Numerical simulation of magma-rock interaction at Krafla volcano using OpenFOAM software and a simplified thermal model

Abstract

We present a 2D numerical modelling study aimed at exploring magma-rock interaction following the emplacement of a magmatic sill into cold shallow crust. An interface-tracking solver was developed, based on the open-source OpenFOAM package that enables simulation of heat and momentum transfer between magmas of different compositions, with contrasting densities, thermal properties, temperatures, crystal contents, and strain-rate dependent viscosities. Two scenarios are considered to reconstruct sharp temperature gradients and explain the presence of fresh rhyolitic fragments excavated from approximately 2 km depth during IDDP-1 drilling at Krafla caldera in 2009: partial melting of felsic crust triggered by either (1) a 300 m thick rhyolite intrusion or (2) a 100 m thick basalt sill. We also assume two possible magma emplacement periods, during the Krafla Fires (1975–1984, ∼ 35 years before drilling) and during the Myvatn Fires (1724–1729, ∼ 300 years before drilling). In Scenario (1), vigorously convective molten rhyolite produces a temperature jump (400 °C) over approximately 25 m (∼ 16 °C m−1) 35 years after emplacement.
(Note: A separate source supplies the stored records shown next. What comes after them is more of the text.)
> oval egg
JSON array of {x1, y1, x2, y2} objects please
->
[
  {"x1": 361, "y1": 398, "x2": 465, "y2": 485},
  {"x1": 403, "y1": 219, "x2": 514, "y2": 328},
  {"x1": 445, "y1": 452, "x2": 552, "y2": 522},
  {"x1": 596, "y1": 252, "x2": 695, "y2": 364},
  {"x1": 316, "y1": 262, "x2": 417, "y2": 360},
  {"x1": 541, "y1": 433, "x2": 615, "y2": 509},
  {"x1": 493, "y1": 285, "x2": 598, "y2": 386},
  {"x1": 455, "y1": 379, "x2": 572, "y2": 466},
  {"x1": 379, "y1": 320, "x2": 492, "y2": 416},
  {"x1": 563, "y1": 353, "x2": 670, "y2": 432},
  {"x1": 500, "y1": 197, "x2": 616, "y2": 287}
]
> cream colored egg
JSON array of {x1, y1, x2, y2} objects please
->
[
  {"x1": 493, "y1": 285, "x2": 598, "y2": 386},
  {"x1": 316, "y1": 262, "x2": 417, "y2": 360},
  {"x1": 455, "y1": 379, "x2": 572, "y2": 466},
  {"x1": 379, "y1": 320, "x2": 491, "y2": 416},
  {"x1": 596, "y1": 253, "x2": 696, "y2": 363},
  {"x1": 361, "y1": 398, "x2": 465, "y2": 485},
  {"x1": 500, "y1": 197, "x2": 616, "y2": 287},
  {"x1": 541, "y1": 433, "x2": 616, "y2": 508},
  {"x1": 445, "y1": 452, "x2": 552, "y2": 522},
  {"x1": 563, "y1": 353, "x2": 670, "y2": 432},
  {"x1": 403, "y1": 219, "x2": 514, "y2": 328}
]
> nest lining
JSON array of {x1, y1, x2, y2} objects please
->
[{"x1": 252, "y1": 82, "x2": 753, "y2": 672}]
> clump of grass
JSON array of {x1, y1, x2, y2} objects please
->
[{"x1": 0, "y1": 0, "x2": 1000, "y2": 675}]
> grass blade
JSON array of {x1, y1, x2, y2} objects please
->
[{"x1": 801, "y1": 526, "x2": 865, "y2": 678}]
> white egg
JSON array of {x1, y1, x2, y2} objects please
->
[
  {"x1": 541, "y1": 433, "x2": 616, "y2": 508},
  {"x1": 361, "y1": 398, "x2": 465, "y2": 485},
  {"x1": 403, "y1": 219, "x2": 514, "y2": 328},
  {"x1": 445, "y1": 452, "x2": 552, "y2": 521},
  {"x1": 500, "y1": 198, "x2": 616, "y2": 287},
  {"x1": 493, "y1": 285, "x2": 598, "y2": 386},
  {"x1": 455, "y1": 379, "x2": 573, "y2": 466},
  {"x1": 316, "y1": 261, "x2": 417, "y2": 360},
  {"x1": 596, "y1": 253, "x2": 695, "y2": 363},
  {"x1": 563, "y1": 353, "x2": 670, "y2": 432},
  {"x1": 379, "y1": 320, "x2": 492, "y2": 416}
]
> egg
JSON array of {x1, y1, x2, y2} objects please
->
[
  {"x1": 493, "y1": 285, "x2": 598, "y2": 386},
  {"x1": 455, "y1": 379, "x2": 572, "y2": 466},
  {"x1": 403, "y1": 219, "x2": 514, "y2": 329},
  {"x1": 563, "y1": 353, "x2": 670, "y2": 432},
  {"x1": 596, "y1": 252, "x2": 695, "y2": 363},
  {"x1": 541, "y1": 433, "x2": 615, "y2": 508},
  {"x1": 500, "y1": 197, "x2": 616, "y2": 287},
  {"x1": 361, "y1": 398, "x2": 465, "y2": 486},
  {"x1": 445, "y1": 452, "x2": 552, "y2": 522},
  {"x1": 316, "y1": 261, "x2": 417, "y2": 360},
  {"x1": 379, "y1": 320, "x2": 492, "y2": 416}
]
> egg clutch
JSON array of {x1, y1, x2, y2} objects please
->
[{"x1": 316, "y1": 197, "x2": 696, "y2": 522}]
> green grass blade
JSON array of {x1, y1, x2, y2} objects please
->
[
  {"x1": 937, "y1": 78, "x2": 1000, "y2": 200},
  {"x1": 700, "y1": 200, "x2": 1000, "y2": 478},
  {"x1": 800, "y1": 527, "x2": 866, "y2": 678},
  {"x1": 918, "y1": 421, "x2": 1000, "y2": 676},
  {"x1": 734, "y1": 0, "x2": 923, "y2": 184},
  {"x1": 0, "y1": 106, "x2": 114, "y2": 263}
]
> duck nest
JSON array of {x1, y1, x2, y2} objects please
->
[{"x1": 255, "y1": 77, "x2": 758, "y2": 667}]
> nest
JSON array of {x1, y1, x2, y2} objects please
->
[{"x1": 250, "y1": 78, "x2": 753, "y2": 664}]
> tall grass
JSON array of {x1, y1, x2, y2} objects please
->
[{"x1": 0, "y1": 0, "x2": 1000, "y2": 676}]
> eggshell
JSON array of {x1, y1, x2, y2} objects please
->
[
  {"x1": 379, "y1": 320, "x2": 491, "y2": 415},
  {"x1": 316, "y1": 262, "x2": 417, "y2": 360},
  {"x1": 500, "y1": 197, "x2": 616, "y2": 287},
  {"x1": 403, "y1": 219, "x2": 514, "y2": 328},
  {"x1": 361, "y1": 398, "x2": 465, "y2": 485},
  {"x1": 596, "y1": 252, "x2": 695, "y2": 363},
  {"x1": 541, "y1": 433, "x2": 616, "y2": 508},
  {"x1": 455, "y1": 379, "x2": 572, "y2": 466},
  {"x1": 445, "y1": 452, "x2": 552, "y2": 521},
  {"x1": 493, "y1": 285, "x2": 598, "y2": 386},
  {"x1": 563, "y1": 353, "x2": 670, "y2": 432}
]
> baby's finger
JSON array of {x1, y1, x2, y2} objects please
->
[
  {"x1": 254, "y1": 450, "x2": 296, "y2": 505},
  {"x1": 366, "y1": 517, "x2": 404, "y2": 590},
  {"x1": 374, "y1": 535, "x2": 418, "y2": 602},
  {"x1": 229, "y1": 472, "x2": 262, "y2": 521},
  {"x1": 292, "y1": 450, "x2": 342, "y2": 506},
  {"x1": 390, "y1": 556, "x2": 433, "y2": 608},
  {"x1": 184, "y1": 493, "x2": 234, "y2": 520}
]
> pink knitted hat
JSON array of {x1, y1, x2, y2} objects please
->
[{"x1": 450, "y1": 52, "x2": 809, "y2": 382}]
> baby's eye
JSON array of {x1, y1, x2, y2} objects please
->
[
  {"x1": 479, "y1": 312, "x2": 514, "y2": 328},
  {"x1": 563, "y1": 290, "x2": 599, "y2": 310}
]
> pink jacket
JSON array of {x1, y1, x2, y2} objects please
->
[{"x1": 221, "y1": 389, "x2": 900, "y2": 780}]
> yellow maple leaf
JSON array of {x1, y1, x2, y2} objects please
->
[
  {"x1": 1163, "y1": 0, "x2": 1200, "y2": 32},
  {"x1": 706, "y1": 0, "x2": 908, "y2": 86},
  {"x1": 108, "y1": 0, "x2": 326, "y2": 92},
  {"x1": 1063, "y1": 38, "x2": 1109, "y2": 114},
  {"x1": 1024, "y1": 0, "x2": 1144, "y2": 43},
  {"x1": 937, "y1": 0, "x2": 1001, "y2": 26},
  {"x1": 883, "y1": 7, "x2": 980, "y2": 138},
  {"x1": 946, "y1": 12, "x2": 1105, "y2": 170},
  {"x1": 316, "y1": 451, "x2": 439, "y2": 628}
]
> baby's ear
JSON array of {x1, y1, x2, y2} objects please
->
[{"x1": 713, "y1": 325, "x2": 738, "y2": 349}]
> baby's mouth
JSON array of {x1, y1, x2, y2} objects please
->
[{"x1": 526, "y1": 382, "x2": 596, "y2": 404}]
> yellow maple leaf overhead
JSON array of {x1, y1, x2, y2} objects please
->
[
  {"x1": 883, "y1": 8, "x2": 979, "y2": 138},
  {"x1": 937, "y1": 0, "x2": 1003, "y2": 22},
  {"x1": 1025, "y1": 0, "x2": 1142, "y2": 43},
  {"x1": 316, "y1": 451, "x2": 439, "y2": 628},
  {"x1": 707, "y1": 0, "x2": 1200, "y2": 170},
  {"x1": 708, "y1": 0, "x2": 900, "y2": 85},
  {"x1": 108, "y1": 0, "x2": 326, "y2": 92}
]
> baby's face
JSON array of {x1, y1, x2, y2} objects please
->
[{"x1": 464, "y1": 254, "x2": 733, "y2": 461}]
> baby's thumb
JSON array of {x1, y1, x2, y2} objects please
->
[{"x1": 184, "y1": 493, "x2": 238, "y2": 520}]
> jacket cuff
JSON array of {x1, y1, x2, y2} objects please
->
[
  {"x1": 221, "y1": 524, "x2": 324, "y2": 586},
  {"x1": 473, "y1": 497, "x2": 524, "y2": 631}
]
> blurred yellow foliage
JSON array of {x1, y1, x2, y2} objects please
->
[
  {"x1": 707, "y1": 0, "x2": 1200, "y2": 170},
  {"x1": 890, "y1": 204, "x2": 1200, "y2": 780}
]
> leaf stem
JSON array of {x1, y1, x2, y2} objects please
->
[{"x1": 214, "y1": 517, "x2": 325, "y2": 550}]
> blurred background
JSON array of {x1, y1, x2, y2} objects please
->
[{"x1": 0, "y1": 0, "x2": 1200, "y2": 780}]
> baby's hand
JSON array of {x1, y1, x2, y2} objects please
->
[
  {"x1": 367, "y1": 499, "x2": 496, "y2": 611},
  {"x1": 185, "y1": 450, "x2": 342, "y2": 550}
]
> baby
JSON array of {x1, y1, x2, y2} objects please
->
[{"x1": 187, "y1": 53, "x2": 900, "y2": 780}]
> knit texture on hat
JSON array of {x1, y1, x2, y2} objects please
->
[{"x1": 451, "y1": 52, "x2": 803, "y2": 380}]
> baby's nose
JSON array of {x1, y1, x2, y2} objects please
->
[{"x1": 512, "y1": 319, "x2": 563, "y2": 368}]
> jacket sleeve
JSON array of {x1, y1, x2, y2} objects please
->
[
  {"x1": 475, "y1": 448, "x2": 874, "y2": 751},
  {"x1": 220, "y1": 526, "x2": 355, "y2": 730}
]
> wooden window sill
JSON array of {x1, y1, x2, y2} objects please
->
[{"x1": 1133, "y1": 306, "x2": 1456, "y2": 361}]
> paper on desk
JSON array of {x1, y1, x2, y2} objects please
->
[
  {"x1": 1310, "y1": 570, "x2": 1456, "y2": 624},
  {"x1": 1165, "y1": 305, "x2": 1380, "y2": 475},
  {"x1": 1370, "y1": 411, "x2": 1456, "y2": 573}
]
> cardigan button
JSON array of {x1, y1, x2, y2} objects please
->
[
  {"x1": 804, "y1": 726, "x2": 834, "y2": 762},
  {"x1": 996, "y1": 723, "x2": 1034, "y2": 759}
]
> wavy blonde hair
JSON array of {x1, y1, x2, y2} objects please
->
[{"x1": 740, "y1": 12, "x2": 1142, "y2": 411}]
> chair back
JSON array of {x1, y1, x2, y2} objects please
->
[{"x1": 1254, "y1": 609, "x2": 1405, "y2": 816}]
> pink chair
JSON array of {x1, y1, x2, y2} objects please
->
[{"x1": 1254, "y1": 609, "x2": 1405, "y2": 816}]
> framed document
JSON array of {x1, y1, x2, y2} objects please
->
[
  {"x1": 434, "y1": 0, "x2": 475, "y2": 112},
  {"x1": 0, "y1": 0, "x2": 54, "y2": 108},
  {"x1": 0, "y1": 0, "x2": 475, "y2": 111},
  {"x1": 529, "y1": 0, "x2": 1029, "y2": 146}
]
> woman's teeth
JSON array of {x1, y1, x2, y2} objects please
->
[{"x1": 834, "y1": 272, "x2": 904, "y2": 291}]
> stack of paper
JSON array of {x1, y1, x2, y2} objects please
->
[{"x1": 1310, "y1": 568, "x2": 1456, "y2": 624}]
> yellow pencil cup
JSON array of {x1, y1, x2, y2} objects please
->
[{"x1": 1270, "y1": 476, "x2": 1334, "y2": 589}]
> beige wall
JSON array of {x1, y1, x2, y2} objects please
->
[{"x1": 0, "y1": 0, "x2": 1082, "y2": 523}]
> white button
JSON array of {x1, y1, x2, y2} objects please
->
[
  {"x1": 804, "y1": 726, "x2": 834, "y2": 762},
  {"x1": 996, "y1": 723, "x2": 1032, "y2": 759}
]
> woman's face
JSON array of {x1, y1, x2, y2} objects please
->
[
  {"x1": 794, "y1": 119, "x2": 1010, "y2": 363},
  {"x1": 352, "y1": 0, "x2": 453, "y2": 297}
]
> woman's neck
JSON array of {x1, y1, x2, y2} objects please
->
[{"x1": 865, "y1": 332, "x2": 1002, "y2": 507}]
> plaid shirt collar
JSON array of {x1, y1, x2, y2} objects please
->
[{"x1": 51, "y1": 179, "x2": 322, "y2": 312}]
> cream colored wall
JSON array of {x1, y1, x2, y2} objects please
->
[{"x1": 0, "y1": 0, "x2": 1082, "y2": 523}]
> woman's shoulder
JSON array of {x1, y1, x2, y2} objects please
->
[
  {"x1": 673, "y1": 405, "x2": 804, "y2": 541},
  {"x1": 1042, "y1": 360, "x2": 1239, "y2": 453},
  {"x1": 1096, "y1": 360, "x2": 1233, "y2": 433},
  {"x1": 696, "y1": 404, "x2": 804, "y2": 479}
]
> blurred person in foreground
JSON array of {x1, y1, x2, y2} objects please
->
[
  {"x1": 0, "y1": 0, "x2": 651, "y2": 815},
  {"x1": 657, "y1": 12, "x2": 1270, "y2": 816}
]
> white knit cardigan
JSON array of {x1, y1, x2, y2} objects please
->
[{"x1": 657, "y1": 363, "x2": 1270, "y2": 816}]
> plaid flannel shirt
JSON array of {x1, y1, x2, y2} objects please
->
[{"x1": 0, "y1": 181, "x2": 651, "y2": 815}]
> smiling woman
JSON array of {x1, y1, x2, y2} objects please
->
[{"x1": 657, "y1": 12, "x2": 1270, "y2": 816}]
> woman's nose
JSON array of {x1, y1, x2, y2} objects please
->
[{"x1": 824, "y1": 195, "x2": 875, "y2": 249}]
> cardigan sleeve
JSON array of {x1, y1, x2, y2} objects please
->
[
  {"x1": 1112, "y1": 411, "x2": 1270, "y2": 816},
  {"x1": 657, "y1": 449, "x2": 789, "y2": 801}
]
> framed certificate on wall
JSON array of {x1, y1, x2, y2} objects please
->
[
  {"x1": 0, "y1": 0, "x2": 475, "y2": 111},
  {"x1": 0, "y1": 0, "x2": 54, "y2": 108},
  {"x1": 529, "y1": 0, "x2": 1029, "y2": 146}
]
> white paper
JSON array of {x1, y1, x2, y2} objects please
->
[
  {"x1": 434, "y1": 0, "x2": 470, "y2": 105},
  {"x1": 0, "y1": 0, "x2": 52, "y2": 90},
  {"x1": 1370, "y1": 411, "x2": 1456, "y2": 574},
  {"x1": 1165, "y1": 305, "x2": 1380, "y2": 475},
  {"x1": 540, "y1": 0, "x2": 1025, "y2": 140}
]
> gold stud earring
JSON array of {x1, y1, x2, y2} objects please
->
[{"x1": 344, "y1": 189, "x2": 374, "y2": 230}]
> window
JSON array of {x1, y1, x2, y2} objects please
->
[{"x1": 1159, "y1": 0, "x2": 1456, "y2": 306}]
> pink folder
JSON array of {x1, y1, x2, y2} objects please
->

After 300 years, the thickness of these molten rocks reaches approximately 70 m, however, the thermal gradient becomes too small (less than 5 °C m−1) to explain the IDDP-1 observations. In Scenario (2), because of large density contrasts between the injected basaltic magma and molten rhyolite, two separate convective layers are formed. The thickness of molten rocks reaches about 40 m after 35 years, and the propagating melting front produces a sharp temperature gradient in the undisturbed rocks, greater than 26 °C m−1. These results together with previous petrological studies lead us to conclude that this second scenario of a basaltic intrusion provides a more robust explanation for the extreme geothermal gradient encountered in 2009 than the first scenario. By comparing with a simplified 1D thermal model and performing parametric tests, we argue that both 2D and 1D numerical approaches help constraining better magmatic convection at such extremely high Rayleigh and Prandtl numbers.